Pinky Makepeace slid slowly into the room, looking over his shoulder. Flax had told him to keep away from the guest until he had spoken to him. But he was starving and the smell of Mrs Lovenberry's offerings was irresistible.
He sat down and smiled sheepishly at Santiago, keeping his ears open for the sound of Flax's boots on the stairs.
“Eat?” Santiago suggested. “There seems too much for just two here."
Pinky happily began to eat.
“So, what is your name my friend." Santiago asked. Speaking with his mouth full Pinky replied.
“Mr Makepeace” he gurgled as he stuffed another rasher of crisp bacon into his gaping maw which flew out as Flax's hand hit him hard behind the head. Pinky yelped and scuttled from the room, choking as he went.
Flax looked disturbed, nervous even, to Santiago, but not of his guest who stood up and stretched out a hand in greeting as he watched as Makepeace fled.
Flax looked at Santiago, a glint of excitement in his deep, dark eyes as he took the hand gripped it firmly. He smiled genuinely.
"At last you are here, a true man of my own blood and ambition." he said quietly. “Sit and let us talk." he said as he sat opposite the arms dealer in the chair vacated rapidly by his subordinate.
Here was another face he vaguely recognised, he thought, from a photograph or painting or a obscure memory of an old client perhaps. But try as might, he could not place the man. He smiled at Flax who responded with a grin which sent shivers down his spine. “Have we met before." he ventured. “Your servant looks remarkably like a man I know in New York.” He thought outloud.

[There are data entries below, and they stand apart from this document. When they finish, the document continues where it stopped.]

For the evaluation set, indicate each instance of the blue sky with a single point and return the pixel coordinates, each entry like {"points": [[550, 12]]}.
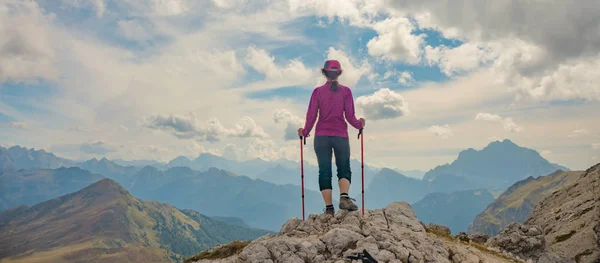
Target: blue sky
{"points": [[160, 79]]}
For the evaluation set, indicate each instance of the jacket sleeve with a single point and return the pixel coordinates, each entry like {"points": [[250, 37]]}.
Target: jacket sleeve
{"points": [[311, 113], [349, 110]]}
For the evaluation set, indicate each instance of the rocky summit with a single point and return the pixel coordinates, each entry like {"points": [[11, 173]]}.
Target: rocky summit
{"points": [[570, 218], [391, 234]]}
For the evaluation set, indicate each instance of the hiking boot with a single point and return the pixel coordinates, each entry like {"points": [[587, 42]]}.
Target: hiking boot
{"points": [[347, 204]]}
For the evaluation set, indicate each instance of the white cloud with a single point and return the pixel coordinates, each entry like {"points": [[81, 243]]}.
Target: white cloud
{"points": [[405, 78], [292, 123], [443, 132], [396, 41], [487, 117], [169, 7], [578, 132], [356, 13], [187, 127], [353, 70], [134, 30], [230, 151], [383, 104], [463, 58], [508, 122], [263, 149], [98, 5], [26, 51]]}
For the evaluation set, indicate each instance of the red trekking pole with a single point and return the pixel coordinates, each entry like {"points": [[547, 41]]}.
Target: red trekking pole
{"points": [[302, 173], [362, 166]]}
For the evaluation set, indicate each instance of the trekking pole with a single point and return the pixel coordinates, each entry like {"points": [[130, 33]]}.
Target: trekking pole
{"points": [[302, 172], [362, 166]]}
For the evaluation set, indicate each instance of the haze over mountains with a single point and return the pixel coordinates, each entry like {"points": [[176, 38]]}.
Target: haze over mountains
{"points": [[497, 166], [517, 203], [260, 188]]}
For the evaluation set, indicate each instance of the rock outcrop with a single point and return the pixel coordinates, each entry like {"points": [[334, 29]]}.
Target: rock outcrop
{"points": [[391, 234], [569, 218], [517, 203], [526, 242]]}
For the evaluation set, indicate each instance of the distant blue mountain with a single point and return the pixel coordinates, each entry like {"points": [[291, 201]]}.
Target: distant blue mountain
{"points": [[29, 187], [455, 210], [495, 167], [23, 158]]}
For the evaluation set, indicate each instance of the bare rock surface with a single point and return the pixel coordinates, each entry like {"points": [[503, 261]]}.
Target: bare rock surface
{"points": [[392, 234], [570, 219]]}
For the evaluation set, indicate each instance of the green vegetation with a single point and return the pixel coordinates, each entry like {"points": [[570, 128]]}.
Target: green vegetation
{"points": [[516, 203], [479, 246], [225, 251]]}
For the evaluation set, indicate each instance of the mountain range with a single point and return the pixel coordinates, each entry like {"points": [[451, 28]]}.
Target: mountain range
{"points": [[104, 223], [455, 210], [497, 166], [29, 187], [517, 203]]}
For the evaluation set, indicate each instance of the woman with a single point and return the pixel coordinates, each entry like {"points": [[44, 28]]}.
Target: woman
{"points": [[332, 101]]}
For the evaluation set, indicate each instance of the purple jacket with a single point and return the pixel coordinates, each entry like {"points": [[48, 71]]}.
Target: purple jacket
{"points": [[332, 106]]}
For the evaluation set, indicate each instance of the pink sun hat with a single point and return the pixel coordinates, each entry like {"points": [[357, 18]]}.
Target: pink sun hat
{"points": [[332, 65]]}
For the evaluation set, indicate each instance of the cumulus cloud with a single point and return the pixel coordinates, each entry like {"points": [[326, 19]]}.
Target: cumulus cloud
{"points": [[404, 77], [26, 53], [187, 127], [263, 149], [443, 132], [578, 132], [354, 69], [538, 57], [463, 58], [396, 41], [383, 104], [97, 5], [507, 122], [134, 30], [292, 123]]}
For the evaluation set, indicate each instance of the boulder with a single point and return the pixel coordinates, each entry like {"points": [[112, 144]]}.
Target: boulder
{"points": [[391, 234]]}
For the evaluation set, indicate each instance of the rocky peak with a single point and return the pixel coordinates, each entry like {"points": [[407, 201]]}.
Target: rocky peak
{"points": [[391, 234], [570, 217]]}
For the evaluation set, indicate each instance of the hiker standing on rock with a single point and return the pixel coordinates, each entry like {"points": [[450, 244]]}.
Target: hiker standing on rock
{"points": [[332, 101]]}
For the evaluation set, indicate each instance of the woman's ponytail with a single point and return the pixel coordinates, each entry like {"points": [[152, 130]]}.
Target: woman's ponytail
{"points": [[332, 76]]}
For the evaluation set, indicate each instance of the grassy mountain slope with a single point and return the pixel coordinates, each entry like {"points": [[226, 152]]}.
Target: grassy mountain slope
{"points": [[29, 187], [517, 203], [104, 223]]}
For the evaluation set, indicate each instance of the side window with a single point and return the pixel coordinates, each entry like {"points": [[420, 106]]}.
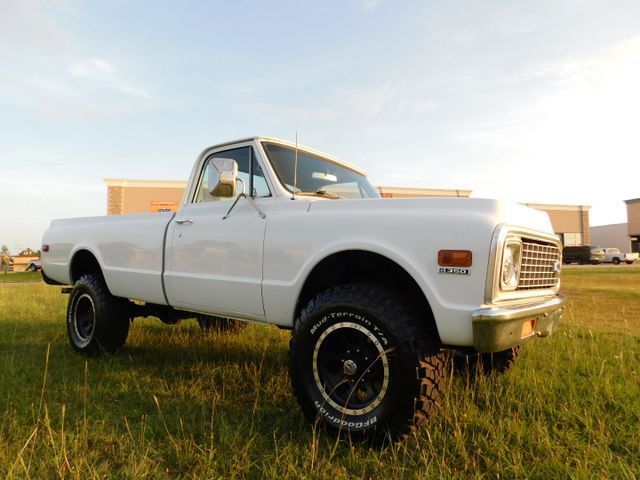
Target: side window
{"points": [[245, 158]]}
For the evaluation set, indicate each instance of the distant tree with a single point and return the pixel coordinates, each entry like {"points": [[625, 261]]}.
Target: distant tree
{"points": [[5, 258]]}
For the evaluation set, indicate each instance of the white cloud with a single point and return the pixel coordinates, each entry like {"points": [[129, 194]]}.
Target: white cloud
{"points": [[46, 72], [370, 5]]}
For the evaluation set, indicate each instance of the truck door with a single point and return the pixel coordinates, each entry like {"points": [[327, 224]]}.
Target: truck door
{"points": [[215, 265]]}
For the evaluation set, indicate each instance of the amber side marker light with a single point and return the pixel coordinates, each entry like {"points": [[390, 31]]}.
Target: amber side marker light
{"points": [[454, 258]]}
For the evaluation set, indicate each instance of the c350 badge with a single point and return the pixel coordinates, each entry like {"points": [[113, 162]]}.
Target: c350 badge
{"points": [[457, 271]]}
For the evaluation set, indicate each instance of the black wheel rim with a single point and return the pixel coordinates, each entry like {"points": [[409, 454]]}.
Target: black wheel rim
{"points": [[351, 368], [84, 318]]}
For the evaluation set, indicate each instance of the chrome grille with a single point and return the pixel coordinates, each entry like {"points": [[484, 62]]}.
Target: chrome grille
{"points": [[540, 265]]}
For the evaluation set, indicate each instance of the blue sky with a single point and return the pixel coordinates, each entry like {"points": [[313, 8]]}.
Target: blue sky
{"points": [[527, 101]]}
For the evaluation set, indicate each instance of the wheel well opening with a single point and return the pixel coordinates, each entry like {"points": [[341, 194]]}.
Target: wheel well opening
{"points": [[83, 263], [358, 266]]}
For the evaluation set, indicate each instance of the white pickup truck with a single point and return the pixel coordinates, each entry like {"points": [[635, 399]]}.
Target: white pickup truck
{"points": [[378, 292]]}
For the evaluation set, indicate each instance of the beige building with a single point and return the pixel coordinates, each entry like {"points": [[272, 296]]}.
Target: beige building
{"points": [[140, 196], [633, 223], [614, 235], [571, 222]]}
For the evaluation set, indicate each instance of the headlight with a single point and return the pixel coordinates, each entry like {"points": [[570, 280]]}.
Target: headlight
{"points": [[511, 264]]}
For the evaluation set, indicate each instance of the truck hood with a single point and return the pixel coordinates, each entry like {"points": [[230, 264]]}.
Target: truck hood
{"points": [[494, 211]]}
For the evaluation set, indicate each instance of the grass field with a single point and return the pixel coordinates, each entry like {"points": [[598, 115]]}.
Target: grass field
{"points": [[179, 404], [20, 277]]}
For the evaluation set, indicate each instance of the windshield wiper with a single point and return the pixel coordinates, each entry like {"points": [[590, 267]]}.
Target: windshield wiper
{"points": [[321, 193]]}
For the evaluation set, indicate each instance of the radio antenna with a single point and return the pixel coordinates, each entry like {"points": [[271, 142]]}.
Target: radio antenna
{"points": [[295, 168]]}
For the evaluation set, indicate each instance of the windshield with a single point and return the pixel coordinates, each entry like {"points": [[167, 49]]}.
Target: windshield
{"points": [[317, 175]]}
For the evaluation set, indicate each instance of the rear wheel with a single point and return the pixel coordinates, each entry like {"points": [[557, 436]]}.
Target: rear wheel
{"points": [[96, 320], [362, 362]]}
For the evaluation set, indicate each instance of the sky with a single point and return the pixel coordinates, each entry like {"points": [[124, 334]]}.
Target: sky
{"points": [[518, 100]]}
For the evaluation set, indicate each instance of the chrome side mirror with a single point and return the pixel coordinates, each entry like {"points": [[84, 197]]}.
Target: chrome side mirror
{"points": [[222, 178]]}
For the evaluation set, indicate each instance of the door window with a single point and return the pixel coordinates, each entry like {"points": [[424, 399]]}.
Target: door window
{"points": [[249, 172]]}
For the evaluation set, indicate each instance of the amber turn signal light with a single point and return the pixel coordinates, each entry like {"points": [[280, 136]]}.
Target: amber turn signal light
{"points": [[454, 258]]}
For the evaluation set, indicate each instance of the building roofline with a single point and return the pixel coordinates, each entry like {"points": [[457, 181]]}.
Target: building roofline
{"points": [[128, 182], [558, 207]]}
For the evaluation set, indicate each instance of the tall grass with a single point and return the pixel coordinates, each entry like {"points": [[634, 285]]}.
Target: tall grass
{"points": [[177, 403]]}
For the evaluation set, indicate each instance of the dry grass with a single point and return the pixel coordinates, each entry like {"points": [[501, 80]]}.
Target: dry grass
{"points": [[177, 403]]}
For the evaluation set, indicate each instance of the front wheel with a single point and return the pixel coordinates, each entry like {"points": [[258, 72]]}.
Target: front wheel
{"points": [[363, 362], [96, 320]]}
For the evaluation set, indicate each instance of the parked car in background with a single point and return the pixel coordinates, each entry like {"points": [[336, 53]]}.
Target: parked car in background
{"points": [[615, 256], [583, 254], [34, 266]]}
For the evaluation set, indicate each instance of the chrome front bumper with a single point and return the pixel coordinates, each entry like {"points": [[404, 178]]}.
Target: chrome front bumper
{"points": [[499, 328]]}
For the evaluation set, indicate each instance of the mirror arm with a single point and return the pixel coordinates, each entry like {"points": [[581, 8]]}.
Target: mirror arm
{"points": [[250, 200]]}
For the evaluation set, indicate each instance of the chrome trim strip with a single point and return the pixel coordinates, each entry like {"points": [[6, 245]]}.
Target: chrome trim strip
{"points": [[497, 314]]}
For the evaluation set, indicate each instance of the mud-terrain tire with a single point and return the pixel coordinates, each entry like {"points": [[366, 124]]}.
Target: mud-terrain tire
{"points": [[211, 323], [363, 362], [485, 363], [96, 320]]}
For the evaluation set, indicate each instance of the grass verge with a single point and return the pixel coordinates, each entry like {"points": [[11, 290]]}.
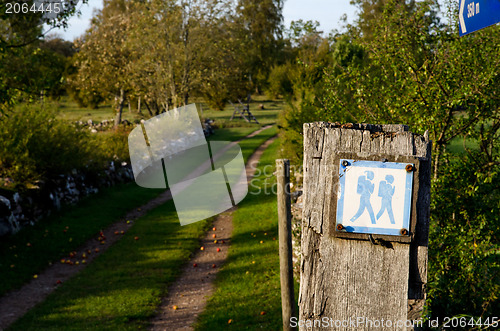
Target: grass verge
{"points": [[121, 288], [34, 248], [248, 286]]}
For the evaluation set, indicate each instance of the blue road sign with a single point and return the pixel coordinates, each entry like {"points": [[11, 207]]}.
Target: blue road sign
{"points": [[474, 15]]}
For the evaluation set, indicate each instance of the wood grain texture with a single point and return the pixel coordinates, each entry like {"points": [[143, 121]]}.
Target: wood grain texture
{"points": [[344, 279]]}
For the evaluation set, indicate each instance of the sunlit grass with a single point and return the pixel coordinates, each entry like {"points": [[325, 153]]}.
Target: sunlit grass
{"points": [[248, 286]]}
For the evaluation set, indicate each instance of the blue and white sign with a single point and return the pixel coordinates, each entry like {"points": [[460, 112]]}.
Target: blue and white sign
{"points": [[474, 15], [374, 197]]}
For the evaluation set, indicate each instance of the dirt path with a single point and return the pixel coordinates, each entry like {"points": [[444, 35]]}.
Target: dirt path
{"points": [[188, 295], [17, 303]]}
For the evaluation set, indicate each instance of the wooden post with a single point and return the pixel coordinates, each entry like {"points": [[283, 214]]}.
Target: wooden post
{"points": [[285, 242], [352, 282]]}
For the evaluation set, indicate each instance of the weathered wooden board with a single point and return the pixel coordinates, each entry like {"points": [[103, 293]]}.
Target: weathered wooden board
{"points": [[345, 279]]}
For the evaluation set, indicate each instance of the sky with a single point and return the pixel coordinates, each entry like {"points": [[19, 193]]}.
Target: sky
{"points": [[326, 12]]}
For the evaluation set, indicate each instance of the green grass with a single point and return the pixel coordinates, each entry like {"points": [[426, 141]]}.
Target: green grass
{"points": [[456, 145], [18, 262], [48, 242], [248, 283], [70, 111], [268, 115], [121, 288]]}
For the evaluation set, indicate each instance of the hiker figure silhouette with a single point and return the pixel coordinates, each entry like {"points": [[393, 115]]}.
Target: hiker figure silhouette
{"points": [[386, 191], [365, 189]]}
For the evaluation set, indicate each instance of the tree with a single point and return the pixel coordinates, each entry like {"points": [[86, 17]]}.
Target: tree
{"points": [[20, 36], [420, 73]]}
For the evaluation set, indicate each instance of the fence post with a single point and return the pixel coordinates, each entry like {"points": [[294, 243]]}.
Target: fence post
{"points": [[356, 277], [285, 241]]}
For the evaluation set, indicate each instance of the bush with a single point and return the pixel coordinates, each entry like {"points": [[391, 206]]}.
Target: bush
{"points": [[35, 145], [464, 255]]}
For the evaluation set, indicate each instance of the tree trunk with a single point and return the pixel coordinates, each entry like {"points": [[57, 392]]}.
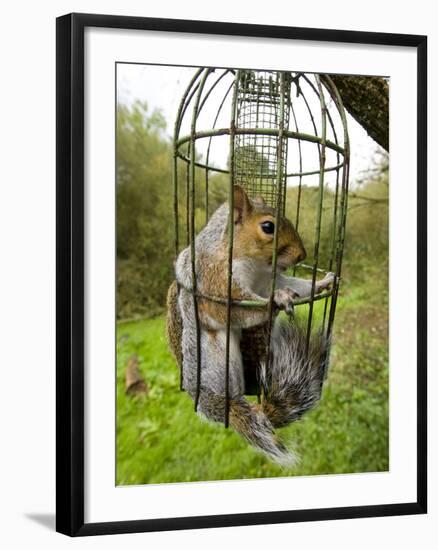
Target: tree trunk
{"points": [[367, 100]]}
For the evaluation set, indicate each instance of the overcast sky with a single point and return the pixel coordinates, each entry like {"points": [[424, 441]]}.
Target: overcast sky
{"points": [[162, 87]]}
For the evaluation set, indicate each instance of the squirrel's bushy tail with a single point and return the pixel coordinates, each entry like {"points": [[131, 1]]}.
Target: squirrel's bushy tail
{"points": [[292, 385], [294, 378], [249, 421]]}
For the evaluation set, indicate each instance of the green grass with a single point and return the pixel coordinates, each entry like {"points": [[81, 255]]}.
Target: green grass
{"points": [[160, 438]]}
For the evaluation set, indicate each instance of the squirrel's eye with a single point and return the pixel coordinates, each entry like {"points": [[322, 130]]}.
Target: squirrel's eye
{"points": [[268, 227]]}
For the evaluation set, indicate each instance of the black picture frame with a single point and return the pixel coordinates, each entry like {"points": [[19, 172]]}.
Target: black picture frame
{"points": [[70, 273]]}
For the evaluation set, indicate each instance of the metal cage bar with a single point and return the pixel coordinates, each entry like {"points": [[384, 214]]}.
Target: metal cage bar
{"points": [[259, 136]]}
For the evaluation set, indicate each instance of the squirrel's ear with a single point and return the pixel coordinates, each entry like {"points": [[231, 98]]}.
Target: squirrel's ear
{"points": [[259, 200], [242, 204]]}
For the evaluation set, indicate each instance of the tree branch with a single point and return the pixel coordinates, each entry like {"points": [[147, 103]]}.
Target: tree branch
{"points": [[366, 98]]}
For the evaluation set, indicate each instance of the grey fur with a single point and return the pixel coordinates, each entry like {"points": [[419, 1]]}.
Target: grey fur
{"points": [[294, 380]]}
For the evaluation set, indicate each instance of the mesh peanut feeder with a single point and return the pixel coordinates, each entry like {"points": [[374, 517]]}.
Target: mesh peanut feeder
{"points": [[284, 131]]}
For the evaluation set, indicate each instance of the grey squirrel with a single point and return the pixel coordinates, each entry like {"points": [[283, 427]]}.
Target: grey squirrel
{"points": [[292, 384]]}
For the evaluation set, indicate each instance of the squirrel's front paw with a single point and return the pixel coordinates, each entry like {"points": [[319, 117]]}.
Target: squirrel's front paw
{"points": [[284, 299], [325, 283]]}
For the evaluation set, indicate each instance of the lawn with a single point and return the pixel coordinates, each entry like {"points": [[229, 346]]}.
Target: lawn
{"points": [[160, 439]]}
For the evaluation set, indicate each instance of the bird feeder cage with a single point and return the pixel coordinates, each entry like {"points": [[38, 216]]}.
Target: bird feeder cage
{"points": [[281, 136]]}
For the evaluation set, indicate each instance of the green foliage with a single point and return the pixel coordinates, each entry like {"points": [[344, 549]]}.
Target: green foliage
{"points": [[143, 197], [161, 439]]}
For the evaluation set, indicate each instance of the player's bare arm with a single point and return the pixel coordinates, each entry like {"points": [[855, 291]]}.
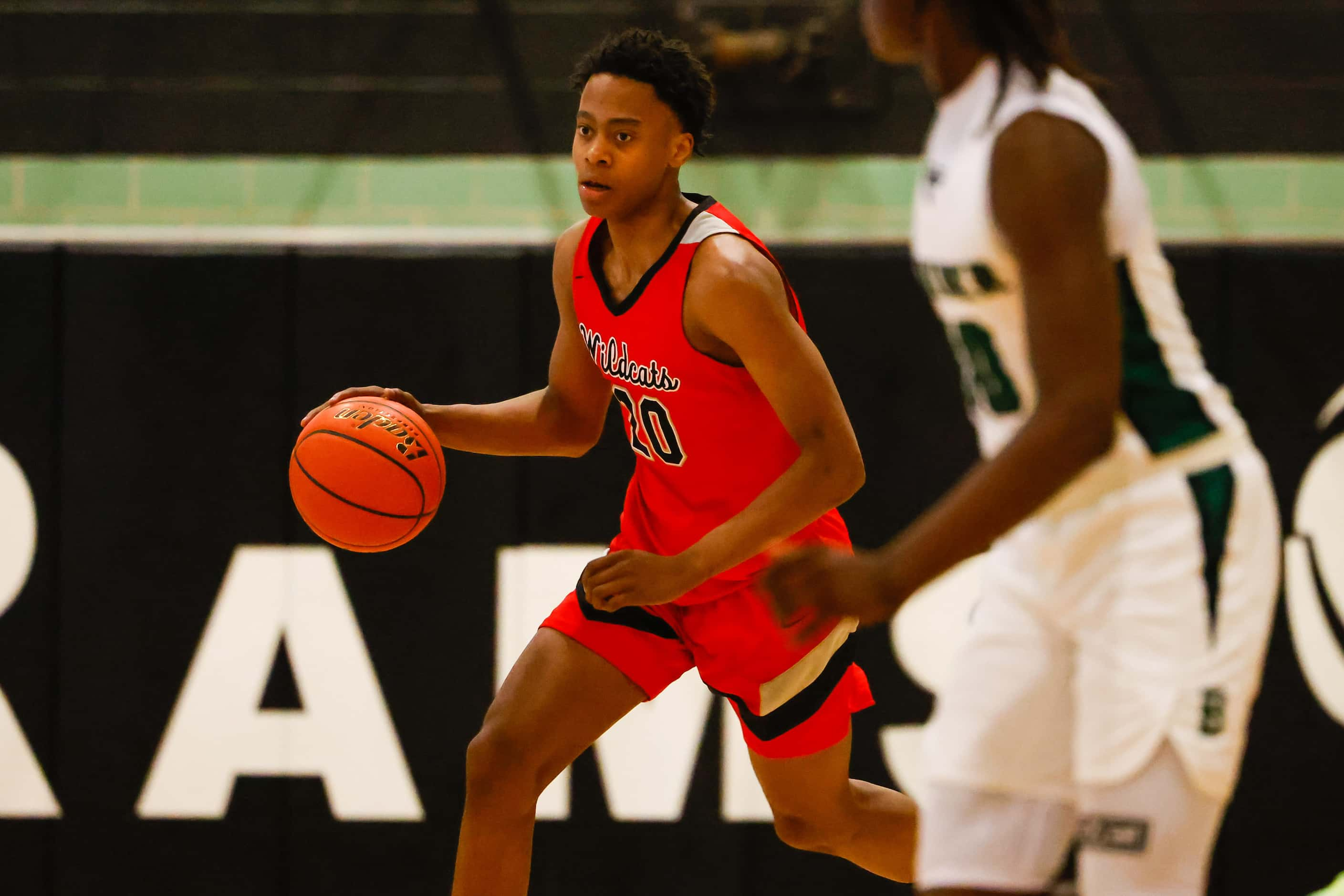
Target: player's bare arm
{"points": [[1049, 185], [562, 419], [737, 311]]}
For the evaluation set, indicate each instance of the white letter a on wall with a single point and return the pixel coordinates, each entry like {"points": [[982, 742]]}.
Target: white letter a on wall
{"points": [[343, 734]]}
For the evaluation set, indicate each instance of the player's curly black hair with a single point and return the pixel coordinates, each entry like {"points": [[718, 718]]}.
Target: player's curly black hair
{"points": [[677, 76], [1024, 31]]}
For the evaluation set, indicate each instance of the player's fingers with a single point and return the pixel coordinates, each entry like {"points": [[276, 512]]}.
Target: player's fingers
{"points": [[605, 562], [805, 633], [356, 391], [603, 593]]}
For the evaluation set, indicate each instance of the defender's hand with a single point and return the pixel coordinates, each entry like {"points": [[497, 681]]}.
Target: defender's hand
{"points": [[401, 397], [835, 583], [635, 579]]}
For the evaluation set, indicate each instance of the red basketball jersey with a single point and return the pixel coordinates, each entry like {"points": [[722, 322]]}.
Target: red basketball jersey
{"points": [[706, 440]]}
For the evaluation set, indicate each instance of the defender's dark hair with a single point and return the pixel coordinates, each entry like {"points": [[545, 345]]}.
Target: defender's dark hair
{"points": [[1024, 31], [677, 76]]}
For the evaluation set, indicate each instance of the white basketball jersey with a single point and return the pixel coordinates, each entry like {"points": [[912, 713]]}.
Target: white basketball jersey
{"points": [[1174, 411]]}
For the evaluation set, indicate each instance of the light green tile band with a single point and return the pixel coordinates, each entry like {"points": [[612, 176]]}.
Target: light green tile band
{"points": [[518, 199]]}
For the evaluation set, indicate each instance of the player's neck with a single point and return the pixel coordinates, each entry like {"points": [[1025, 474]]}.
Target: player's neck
{"points": [[639, 240], [951, 58]]}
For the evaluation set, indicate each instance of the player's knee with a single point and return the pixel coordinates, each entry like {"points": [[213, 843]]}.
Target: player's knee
{"points": [[502, 762], [808, 834]]}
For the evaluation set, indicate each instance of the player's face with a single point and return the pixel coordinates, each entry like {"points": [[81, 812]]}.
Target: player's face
{"points": [[625, 143], [893, 29]]}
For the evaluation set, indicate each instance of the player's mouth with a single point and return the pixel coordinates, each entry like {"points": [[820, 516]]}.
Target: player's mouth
{"points": [[593, 188]]}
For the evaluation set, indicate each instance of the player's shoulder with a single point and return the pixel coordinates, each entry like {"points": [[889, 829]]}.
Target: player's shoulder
{"points": [[566, 245], [730, 261]]}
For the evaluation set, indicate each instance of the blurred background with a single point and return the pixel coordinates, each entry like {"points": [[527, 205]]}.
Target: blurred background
{"points": [[216, 214]]}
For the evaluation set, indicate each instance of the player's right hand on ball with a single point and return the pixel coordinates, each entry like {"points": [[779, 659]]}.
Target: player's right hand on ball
{"points": [[401, 397]]}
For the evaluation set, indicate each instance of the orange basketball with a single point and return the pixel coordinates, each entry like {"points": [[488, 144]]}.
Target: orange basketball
{"points": [[367, 475]]}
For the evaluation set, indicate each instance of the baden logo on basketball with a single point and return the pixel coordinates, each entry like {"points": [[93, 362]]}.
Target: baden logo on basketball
{"points": [[1313, 566], [409, 445]]}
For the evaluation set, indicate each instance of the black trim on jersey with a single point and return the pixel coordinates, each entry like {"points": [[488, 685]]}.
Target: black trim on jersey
{"points": [[629, 617], [600, 276], [1323, 592], [803, 706]]}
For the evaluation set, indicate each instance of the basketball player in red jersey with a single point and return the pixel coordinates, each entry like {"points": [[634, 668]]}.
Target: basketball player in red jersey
{"points": [[672, 305]]}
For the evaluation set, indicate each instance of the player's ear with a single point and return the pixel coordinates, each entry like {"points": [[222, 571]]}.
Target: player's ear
{"points": [[682, 148]]}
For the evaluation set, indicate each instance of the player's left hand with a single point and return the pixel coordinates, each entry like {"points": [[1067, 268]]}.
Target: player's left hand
{"points": [[836, 583], [635, 579]]}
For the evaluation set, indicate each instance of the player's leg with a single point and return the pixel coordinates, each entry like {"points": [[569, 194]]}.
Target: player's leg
{"points": [[819, 808], [562, 694]]}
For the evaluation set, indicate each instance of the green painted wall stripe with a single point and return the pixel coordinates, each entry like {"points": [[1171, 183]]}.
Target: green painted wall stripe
{"points": [[861, 199]]}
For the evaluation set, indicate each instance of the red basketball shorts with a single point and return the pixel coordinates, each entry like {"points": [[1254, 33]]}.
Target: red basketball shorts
{"points": [[792, 700]]}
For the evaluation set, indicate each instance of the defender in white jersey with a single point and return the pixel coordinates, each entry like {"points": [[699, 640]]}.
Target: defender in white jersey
{"points": [[1105, 688]]}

“Perhaps." Flax murmured, his cold, predatory eyes fixed upon his guest. “But let us continue the business of the day. Can you supply my needs?" he asked bluntly.
Santiago sat silent for a moment, and then nodded. “Such requirements are easily met. A campaign such as this is most common nowadays." he smiled and almost laughed in disbelief, reflecting on the fact that his brief for this contract had been communicated entirely through dreams.
“When?” his client almost barked as he became intense, his eyes narrowing to slits of depthless onyx.
“A couple of weeks." Santiago responded. “Enough time to include the necessary advisors to train your men. “Weeks!" howled Flax. “Weeks? I have only days and talk of weeks! “he hammered the table in exasperation sending Mrs. Lovenberry's prize Wedgwood crockery somersaulting into the air.
Santiago was inwardly shocked by Flax's rapid mood change, but remained outwardly calm and collected. He had experienced such outbursts from clients as deranged as this man was in the past and knew how to deal with them.
After a period of silence, during which Flax had ground spoon into the table until it bent and finally broke, his potential buyer spoke again, as Ben knew he would. “The reward for you will be great, greater than any other could give you. But you must fulfil my needs quickly, I have very little time." He whispered, almost imploring Santiago for assistance in his tone.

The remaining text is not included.